Message par Ofterdingen »

Bonsoir à tous,

Etant nouvelle sur ce forum, poster un texte m'apparaît comme étant le meilleur moyen de montrer en filigranes mes souffrances, sans tomber dans le pathos véritable.
Ce texte est récent.

« Médullaire ? Une méduse vivant dans l’air ? »

« L’expérience commune dans la vie commune comme toute expérience unitaire est une monomanie. » Bachelard.

— L’Art peut être une pédagogie douce à la réalité sauvagement pure de l’Au-delà. Ce que je reproche à l’ensemble de l’art moderne, c’est de n’entrevoir qu’à travers le prisme de subjectivité malade d’elle-même. Cela accentue le faux dualisme de l’Immanence et de la Transcendance, et renforce le sentiment de chute ontologique. Ce qu’est l’inverse même d’une démarche mystique.

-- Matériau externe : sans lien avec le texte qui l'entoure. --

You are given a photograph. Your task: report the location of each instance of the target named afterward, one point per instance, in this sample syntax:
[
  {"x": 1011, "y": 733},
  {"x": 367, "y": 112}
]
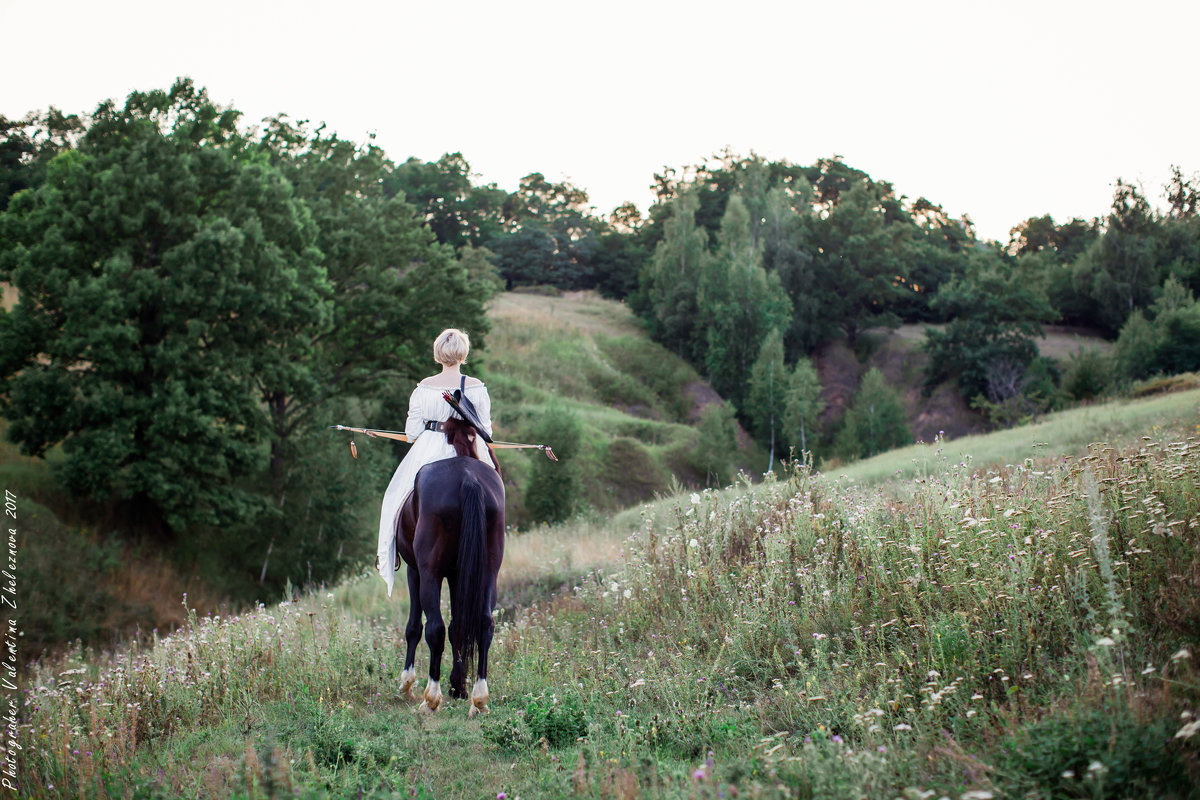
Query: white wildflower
[{"x": 1188, "y": 731}]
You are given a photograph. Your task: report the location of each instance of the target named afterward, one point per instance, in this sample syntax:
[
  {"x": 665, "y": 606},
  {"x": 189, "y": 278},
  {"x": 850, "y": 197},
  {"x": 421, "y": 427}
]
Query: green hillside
[
  {"x": 639, "y": 404},
  {"x": 990, "y": 631}
]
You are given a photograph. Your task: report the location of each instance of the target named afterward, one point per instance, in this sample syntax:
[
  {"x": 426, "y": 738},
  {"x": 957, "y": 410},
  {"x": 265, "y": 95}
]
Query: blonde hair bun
[{"x": 451, "y": 347}]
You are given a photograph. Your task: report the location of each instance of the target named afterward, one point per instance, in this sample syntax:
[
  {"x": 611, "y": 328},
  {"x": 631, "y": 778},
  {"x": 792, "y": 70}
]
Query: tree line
[
  {"x": 739, "y": 248},
  {"x": 197, "y": 301},
  {"x": 199, "y": 298}
]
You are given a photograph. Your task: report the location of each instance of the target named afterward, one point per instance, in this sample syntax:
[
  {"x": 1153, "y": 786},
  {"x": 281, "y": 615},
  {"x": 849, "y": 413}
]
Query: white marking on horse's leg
[
  {"x": 407, "y": 679},
  {"x": 478, "y": 698},
  {"x": 432, "y": 697}
]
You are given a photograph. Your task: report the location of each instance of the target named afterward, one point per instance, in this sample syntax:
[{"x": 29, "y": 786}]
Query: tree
[
  {"x": 768, "y": 384},
  {"x": 802, "y": 403},
  {"x": 393, "y": 288},
  {"x": 28, "y": 145},
  {"x": 738, "y": 304},
  {"x": 863, "y": 252},
  {"x": 481, "y": 271},
  {"x": 1137, "y": 349},
  {"x": 875, "y": 421},
  {"x": 1121, "y": 269},
  {"x": 667, "y": 286},
  {"x": 162, "y": 270},
  {"x": 787, "y": 252},
  {"x": 456, "y": 211},
  {"x": 718, "y": 443},
  {"x": 989, "y": 343}
]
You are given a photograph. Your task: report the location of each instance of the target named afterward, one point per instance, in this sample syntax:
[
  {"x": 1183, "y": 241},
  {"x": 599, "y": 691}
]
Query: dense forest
[{"x": 199, "y": 296}]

C’est parce que l’Art moderne a perdu ses outils universels et traditionnels permettant de décolorer l’implication du moi au sein de toute création, qu’il n’a généré que des dépressifs prenant la sublimation de leur mal de vivre pour Dieu. Je pense qu’il est sain de déposer son pinceau et de prier lorsqu’on a atteint dans sa tête et dans son cœur les limites fatales de l’Art.

Maximilien avait éjecté cette tirade artérielle alors que je peignais. Je le peignais. Sa peau crénelée et ses pupilles aux linceuls hérétiques semblaient avoir enfanté l’ensemble de son corps. Ses os coulaient sous son visage, ses cheveux comme sesmes s’accouplant tombaient sur son front. Il passait dans mes intestins comme une ombre douloureuse. Quand il fermait les yeux, j’étais l’anguille qui scrutait les sorties fermées et définitives de l’Enfer. J’étais sans hâte de me sentir fugitive.

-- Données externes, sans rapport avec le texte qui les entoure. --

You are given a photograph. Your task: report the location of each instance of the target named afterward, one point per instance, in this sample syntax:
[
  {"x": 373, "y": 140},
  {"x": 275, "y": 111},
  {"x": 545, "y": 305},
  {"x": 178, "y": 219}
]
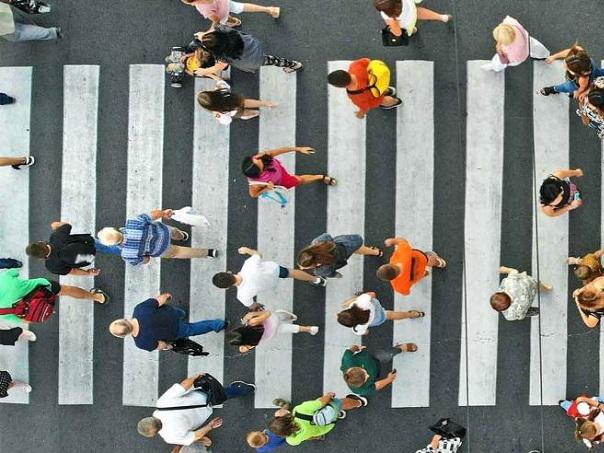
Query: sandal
[
  {"x": 100, "y": 291},
  {"x": 275, "y": 12},
  {"x": 407, "y": 347},
  {"x": 296, "y": 67},
  {"x": 329, "y": 181},
  {"x": 379, "y": 250},
  {"x": 419, "y": 314}
]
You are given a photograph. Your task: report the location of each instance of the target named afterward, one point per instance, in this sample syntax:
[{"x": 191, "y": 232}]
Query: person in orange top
[
  {"x": 407, "y": 265},
  {"x": 357, "y": 83}
]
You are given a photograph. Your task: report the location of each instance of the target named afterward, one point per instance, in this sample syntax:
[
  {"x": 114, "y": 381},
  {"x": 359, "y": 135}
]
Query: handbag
[
  {"x": 212, "y": 388},
  {"x": 391, "y": 40},
  {"x": 37, "y": 306},
  {"x": 448, "y": 429},
  {"x": 187, "y": 346}
]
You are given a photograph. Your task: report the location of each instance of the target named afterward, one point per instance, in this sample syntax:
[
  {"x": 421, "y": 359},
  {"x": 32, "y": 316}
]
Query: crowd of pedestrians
[{"x": 183, "y": 413}]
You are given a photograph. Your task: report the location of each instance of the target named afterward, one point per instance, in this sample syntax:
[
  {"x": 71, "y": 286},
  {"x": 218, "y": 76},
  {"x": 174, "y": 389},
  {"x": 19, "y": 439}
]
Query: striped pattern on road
[{"x": 78, "y": 207}]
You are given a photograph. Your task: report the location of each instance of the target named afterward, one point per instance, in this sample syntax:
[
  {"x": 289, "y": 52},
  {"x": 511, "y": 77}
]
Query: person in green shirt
[
  {"x": 14, "y": 288},
  {"x": 362, "y": 369},
  {"x": 296, "y": 429}
]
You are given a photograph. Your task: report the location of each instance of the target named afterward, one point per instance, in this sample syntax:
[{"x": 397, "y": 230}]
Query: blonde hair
[
  {"x": 256, "y": 439},
  {"x": 120, "y": 328},
  {"x": 504, "y": 34},
  {"x": 110, "y": 236}
]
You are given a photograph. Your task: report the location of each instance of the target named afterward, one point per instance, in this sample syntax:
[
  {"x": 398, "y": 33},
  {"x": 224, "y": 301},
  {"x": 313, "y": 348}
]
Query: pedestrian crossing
[{"x": 347, "y": 157}]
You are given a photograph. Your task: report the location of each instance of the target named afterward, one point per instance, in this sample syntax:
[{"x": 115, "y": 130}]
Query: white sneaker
[{"x": 28, "y": 335}]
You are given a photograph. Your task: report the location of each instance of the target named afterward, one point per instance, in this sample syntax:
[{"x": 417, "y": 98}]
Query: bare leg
[
  {"x": 6, "y": 161},
  {"x": 428, "y": 14},
  {"x": 398, "y": 315},
  {"x": 79, "y": 293},
  {"x": 176, "y": 251},
  {"x": 364, "y": 250}
]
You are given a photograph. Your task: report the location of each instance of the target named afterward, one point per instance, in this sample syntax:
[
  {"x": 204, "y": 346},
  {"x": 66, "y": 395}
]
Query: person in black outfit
[{"x": 66, "y": 253}]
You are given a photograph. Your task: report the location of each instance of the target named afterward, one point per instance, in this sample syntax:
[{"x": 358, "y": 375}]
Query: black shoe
[
  {"x": 546, "y": 91},
  {"x": 28, "y": 163},
  {"x": 322, "y": 282}
]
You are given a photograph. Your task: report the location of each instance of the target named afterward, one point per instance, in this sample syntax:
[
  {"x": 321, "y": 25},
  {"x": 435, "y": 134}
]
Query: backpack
[
  {"x": 379, "y": 77},
  {"x": 37, "y": 306}
]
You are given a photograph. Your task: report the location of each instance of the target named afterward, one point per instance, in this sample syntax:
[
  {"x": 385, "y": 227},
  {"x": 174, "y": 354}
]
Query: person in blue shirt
[{"x": 155, "y": 324}]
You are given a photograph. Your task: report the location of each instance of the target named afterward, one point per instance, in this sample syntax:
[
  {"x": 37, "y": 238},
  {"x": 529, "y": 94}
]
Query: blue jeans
[
  {"x": 191, "y": 329},
  {"x": 107, "y": 249},
  {"x": 236, "y": 391}
]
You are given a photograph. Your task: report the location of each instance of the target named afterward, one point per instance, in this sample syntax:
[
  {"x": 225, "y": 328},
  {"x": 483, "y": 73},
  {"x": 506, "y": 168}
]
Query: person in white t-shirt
[
  {"x": 257, "y": 276},
  {"x": 186, "y": 426}
]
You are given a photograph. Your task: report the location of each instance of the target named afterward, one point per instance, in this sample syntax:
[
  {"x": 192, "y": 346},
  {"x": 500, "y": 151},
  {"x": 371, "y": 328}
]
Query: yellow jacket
[{"x": 7, "y": 22}]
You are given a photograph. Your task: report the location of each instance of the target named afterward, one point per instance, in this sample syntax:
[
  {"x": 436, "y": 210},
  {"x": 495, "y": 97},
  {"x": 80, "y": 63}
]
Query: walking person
[
  {"x": 591, "y": 107},
  {"x": 401, "y": 16},
  {"x": 242, "y": 51},
  {"x": 313, "y": 419},
  {"x": 218, "y": 11},
  {"x": 9, "y": 337},
  {"x": 17, "y": 162},
  {"x": 581, "y": 70},
  {"x": 226, "y": 106},
  {"x": 558, "y": 194},
  {"x": 259, "y": 327},
  {"x": 361, "y": 369},
  {"x": 13, "y": 28},
  {"x": 407, "y": 265},
  {"x": 590, "y": 302},
  {"x": 367, "y": 84},
  {"x": 13, "y": 289},
  {"x": 588, "y": 267},
  {"x": 514, "y": 46},
  {"x": 145, "y": 237},
  {"x": 7, "y": 383},
  {"x": 155, "y": 324},
  {"x": 186, "y": 426},
  {"x": 326, "y": 254},
  {"x": 364, "y": 311},
  {"x": 265, "y": 172},
  {"x": 516, "y": 293},
  {"x": 257, "y": 276},
  {"x": 66, "y": 253}
]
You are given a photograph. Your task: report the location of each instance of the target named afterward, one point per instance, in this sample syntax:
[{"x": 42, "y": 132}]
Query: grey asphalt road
[{"x": 115, "y": 34}]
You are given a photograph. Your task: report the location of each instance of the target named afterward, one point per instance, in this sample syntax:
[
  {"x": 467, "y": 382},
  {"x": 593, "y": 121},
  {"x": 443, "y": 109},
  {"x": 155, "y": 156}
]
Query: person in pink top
[
  {"x": 218, "y": 11},
  {"x": 514, "y": 46},
  {"x": 265, "y": 172}
]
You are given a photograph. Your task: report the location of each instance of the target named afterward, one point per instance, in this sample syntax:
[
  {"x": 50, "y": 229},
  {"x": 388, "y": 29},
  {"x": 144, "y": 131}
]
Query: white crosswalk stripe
[{"x": 276, "y": 227}]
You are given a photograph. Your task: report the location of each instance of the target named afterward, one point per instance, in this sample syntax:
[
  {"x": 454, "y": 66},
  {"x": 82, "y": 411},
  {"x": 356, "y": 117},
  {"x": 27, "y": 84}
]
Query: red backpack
[{"x": 37, "y": 306}]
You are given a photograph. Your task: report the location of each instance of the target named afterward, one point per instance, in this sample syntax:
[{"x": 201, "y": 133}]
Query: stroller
[{"x": 32, "y": 6}]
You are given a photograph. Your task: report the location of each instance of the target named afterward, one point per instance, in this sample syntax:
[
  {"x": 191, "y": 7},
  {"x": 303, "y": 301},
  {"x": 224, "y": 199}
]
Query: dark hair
[
  {"x": 223, "y": 43},
  {"x": 284, "y": 426},
  {"x": 391, "y": 8},
  {"x": 387, "y": 272},
  {"x": 339, "y": 78},
  {"x": 321, "y": 253},
  {"x": 245, "y": 336},
  {"x": 251, "y": 170},
  {"x": 224, "y": 280},
  {"x": 219, "y": 100},
  {"x": 550, "y": 189},
  {"x": 353, "y": 316},
  {"x": 500, "y": 301},
  {"x": 38, "y": 249},
  {"x": 578, "y": 61}
]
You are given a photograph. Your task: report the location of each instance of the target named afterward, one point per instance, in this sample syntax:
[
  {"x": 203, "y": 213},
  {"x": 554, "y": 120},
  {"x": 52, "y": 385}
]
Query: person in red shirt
[
  {"x": 359, "y": 82},
  {"x": 407, "y": 265}
]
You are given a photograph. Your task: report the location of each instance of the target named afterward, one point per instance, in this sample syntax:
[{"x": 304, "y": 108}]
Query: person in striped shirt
[{"x": 145, "y": 237}]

— Arrête de parler, je n’arrive ni à reproduire tes cernes, ni à cerner tes clavicules.

La peinture me permettait d’avoir le sentiment d’ascension sur son corps.
Je dominais ses articulations. J’évulsais ses muscles en les clouant au pinceau. Il se taisait. Pour mieux déployer sa masturbation de nombril :
Il savait que j’avais besoin d’une Muse pour peindre, et que ce besoin, n’était rien d’autre que la négation même de mon talent, et la confirmation de mes faiblesses. Ailleurs, je ne trouverais que des peaux mortes.

Un heure plus tard, il ne put s’empêcher de faire claquer sa langue, prêt à sucer cette gorge mainte fois violée.

— Tu devrais délaisser la littérature, Claire. Tu ferais pâlir Madame Bovary et les rats. Tu as besoin de matière céleste explicite et non de te repaître du Pathos des artistes. L’Art est la nostalgie de Dieu, un réflexe altier de l’Homme, de la chute pour dépasser les murs peints à la M.... de la « réalité ». Cela reste néanmoins, une thérapie sans fin de drogués ignorant l’objet réel de leur quête de l’Absolu. Absolu, ce nom mondain et honteux de Dieu.

Il me regarda, fixement. « Triple trahison, ma chère, tu n’as pas bien cerné ma première côte ». Il troua trois fois la toile de lin tendue.
Je continuais, contournant les cratères. Avec Maximilien, le mensonge n’existait pas. Nous savions quels liens se tramaient. Il m’avait sauvé la vie, je me devais de porter nos deux croix. Lui, souffrait déjà pour le Christ.

Au gré du temps, je m’étais embourbée à force de soutenir nos croix. Mon péché unique était l’acceptation léonine, quotidienne de jouir des ulcères que M. me refourguait. Ses péchés fredonnaient en escadre. Une armée de montagnes qui dévalaient la pente, s’écrasant brutalement sur mes tempes.

Cet été, je me sentais étouffée par la moelle. Les cordes vocales sculptées à la hache, les cheveux tissés ressemblaient à des nœuds de marin usés, ma langue à une murène morte, mon vagin aux ravages de la Peste.
J’essayais de me remémorer le point sur lequel j’avais injecté ma dernière Plaie. Pont. Il était rogné par les cadenas badins. C’est sur ce pont que je rencontrai M. J’avais prié de pouvoir déposer, moi aussi, un cadenas. Il m’aborda.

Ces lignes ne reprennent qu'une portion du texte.